A “punch list” is the final review of a project. It is usually completed by the project architect and is most often completed after the project has reached a milestone called “substantial completion.”
For a decorative concrete contractor, the punch list is probably the single largest money-losing piece of a project. In general, punch-list work is time-consuming and difficult to master. The needed repairs are usually small areas that have to be reworked and then blended to match the larger body of the project. On projects with color this can be extremely difficult.
I was once involved with a polished concrete project in a school where vandals came in after we had finished and, using an acid gel, added their particular version of graffiti to the polished concrete floors. Sections of the floor had to be reground to remove the etched writing. When these small sections (that totaled about 10 percent of the floor area) were recolored, they were slightly darker and had a little bit more clarity than the rest of the floor. As contractors we know that any time we regrind a floor, the clarity goes up.
The rest of the floor looked great and had already been approved by the architect and the customer, in this case the school district. But after the customer looked at the touched-up areas, the question they had was, “Why doesn’t the rest of the floor look as good as the repaired areas?”
In the end we had to regrind and color about 75 percent of the school in order to make the owner happy.
Now this is an extreme case, but it demonstrates the major problem with punch-list touch-ups.
As a consultant for retailers, I perform punch lists almost every week. The single largest recommendation that I can make to you contractors out there is to review your projects before you apply stain protection or sealer. Deal with any potential punch-list items at that time. After stain protection or sealer has been applied, it is extremely difficult to color or touch up floors.

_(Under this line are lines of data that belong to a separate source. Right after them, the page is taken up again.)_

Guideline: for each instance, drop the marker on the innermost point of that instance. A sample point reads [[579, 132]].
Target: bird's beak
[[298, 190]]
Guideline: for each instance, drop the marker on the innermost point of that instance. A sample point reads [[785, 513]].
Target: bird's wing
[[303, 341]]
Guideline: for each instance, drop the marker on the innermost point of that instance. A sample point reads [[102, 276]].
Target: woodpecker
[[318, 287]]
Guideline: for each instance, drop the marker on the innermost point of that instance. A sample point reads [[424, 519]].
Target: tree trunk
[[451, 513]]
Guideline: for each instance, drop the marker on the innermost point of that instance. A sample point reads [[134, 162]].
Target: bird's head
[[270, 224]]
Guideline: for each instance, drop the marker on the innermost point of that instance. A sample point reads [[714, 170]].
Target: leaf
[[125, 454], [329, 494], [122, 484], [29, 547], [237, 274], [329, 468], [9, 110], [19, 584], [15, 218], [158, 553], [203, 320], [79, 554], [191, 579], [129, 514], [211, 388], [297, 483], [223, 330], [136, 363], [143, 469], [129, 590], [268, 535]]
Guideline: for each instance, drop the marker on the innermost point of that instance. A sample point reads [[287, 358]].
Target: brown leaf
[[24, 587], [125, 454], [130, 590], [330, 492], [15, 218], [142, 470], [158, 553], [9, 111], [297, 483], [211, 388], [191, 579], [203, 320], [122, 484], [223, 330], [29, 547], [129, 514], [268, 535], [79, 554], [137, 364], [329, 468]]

Every contractor’s goal should be to attempt, on every job, to address all potential punch-list items before the owner or architect has an opportunity to walk the project. I suggest that this is a good way to encourage your crew leadership to raise the overall quality of your work.
Also, when it comes to punch-list projects, the review at the beginning of the project is just as important as the completion at the end. As the decorative concrete contractor, the responsibility for the look of the floor at its completion ultimately falls on you. The only problem with this is that you are working on a surface where someone else controls the quality. Routinely, contractors are held accountable for issues such as rough or sandy finishes, hand-troweled edges that slope or have chatter marks, poor work at column block-outs, significant elevation changes that result in areas where the grind looks different, scars from the power trowel, footprints, cracks, chips, pitting, delaminated surfaces, and on and on. These issues were not caused by the decorative concrete work, but as the finish contractor, you are expected to make them disappear. This is not an easy task. Most of the time repairing these types of issues is actually impossible. So how do you deal with them?

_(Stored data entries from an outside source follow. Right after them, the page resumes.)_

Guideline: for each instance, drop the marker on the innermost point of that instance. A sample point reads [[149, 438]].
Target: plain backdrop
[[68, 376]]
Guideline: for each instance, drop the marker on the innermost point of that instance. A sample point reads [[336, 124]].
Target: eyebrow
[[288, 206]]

My suggestion is to walk the floor before the project is started. Actually take the time — or have your foremen or crew leaders take the time — to review the concrete before any work is started. Identify all of the potential issues that you can find. I know that some issues may not be exposed until you start work, but most are visible and relatively easy to find. Then get your customer or general contractor, walk the floor again and point out every one of these problems to them. Email the list of problems or deficiencies to the contractor or customer as soon as possible after the walk-through.

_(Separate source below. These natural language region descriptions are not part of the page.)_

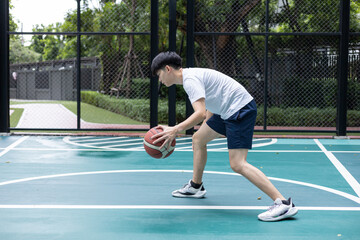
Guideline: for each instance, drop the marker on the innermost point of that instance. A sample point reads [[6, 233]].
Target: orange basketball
[[154, 149]]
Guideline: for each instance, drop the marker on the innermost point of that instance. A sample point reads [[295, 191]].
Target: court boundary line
[[342, 170], [330, 190], [13, 145], [167, 207]]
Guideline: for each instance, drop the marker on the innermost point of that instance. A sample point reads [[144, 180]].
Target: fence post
[[172, 47], [266, 67], [78, 65], [4, 66], [190, 51], [343, 68], [154, 95]]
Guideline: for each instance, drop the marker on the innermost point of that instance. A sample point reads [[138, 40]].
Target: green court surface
[[84, 187]]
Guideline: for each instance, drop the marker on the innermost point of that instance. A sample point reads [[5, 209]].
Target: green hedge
[[139, 109]]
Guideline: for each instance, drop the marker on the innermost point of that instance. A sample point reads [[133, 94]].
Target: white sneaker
[[189, 192], [278, 211]]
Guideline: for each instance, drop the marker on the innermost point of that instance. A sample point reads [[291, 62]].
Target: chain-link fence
[[286, 53], [111, 42], [297, 42]]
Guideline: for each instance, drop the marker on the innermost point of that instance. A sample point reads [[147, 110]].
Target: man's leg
[[204, 135], [239, 164]]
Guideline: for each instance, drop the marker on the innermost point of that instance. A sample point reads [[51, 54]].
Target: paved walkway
[[43, 115]]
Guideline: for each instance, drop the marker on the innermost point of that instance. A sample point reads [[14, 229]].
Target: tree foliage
[[222, 52]]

A lot of the issues that you find will go away with your regular scope of work, but if they do not, you will now have the grounds to get paid (via change orders) for the repairs instead of having the customer hold your feet to the fire and force you to repair someone else’s work.
To sum up, first, walk the project on the front end, recording any and all potential issues, and review them with your customer or general contractor before you start any work. Second, walk the project in its entirety before you apply stain protection or sealer and repair anything that you think might hit a punch-list review. If you will do these two things I believe that you will see your profitability go up and your project headaches go down.